5. Data Governance
5.1 Purpose
This chapter describes how we organise and steer data management activities in order to ensure that:
-
The guidelines described above are implemented throughout the organisation;
-
Our data management practices are in line with and contribute to the institute’s strategic aims;
-
Our data management regime is subject to review, analysis and revision in a timely manner.
These higher level aspects of data management are often referred to as data governance. A useful definition is:
"Data governance … is the overall management of the availability, usability, integrity and security of data used in an enterprise. A sound data governance program includes a governing body or council, a defined set of procedures and a plan to execute those procedures."
In this chapter we address many aspects of this definition, but a full description of data governance touches on management structures that are beyond the scope of this handbook.
5.2 Data life cycle management
Data life cycle management is steered by documentation describing how data generated or used in an activity will be handled throughout the lifetime of the activity and after the activity has been completed. This is living documentation that follows the activity and specifies what kind of data will be generated or acquired, how the data will be described, where the data will be stored, whether and how the data can be shared, and how the data will be retired (archived or deleted).

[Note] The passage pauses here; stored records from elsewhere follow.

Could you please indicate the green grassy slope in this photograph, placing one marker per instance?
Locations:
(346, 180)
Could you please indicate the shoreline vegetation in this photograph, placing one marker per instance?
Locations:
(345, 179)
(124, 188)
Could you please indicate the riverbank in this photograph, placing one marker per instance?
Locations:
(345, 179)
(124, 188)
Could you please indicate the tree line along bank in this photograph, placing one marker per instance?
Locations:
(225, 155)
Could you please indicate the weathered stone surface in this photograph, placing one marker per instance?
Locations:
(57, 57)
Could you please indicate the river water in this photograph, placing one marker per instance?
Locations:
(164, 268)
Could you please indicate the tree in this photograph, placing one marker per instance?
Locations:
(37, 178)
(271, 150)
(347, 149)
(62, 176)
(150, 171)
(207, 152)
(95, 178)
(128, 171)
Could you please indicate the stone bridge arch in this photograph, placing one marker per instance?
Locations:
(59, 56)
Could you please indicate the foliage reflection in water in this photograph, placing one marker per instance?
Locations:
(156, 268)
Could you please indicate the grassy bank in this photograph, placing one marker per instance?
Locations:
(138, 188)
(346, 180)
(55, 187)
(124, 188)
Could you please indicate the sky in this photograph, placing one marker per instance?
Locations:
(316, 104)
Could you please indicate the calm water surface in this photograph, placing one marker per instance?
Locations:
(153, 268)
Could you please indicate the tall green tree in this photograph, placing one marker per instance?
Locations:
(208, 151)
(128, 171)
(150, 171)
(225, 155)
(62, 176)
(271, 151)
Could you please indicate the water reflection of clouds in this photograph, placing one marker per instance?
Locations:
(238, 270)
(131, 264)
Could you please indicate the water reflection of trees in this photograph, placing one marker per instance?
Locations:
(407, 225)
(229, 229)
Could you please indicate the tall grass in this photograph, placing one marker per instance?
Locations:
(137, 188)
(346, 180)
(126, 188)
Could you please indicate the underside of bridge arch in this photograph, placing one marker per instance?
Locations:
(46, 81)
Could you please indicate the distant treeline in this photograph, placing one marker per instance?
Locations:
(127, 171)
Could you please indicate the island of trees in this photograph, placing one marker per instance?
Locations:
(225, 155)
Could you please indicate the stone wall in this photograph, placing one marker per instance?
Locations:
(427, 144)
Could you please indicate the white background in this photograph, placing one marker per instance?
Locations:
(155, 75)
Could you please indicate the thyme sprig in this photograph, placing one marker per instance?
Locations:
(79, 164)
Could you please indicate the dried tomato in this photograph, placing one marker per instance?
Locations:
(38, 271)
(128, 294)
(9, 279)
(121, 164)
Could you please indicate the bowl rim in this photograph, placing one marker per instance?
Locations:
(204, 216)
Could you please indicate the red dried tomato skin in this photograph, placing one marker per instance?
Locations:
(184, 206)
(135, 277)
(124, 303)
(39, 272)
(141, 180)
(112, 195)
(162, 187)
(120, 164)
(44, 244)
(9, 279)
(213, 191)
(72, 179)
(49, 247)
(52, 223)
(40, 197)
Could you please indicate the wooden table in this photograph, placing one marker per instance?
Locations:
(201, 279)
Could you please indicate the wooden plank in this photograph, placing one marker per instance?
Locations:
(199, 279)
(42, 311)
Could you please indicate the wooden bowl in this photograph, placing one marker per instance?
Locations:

The purpose of life cycle management is to safeguard the data, not just during their “active” period but also for future reuse of the data, and to facilitate cost-effective data handling.
This DMH recommends the following concepts of life cycle management to be implemented for the institution:
-
An institution specific Data Management Handbook (DMH) based on a common general template;
-
Extended discovery metadata for data in internal production chains (these are metadata elements that provide the necessary information for life cycle management just described); and
-
A Data Management Plan (DMP) document (a DMP is expected for datasets produced in external projects, but may also be useful for internal datasets, as a supplement to the extended discovery metadata).
The goal is that life cycle management information shall be readily available for every dataset managed by the institute. How these concepts are implemented are described in the subsections below.
5.2.1 Data Management Plan
A Data Management Plan (DMP) is a document that describes textually how the data life cycle management will be carried out for datasets used and produced in specific projects. Generally, these are externally financed projects for which such documentation is required by funding agencies. However, larger internal projects covering many datasets may also find it beneficial to create a specific document of this type.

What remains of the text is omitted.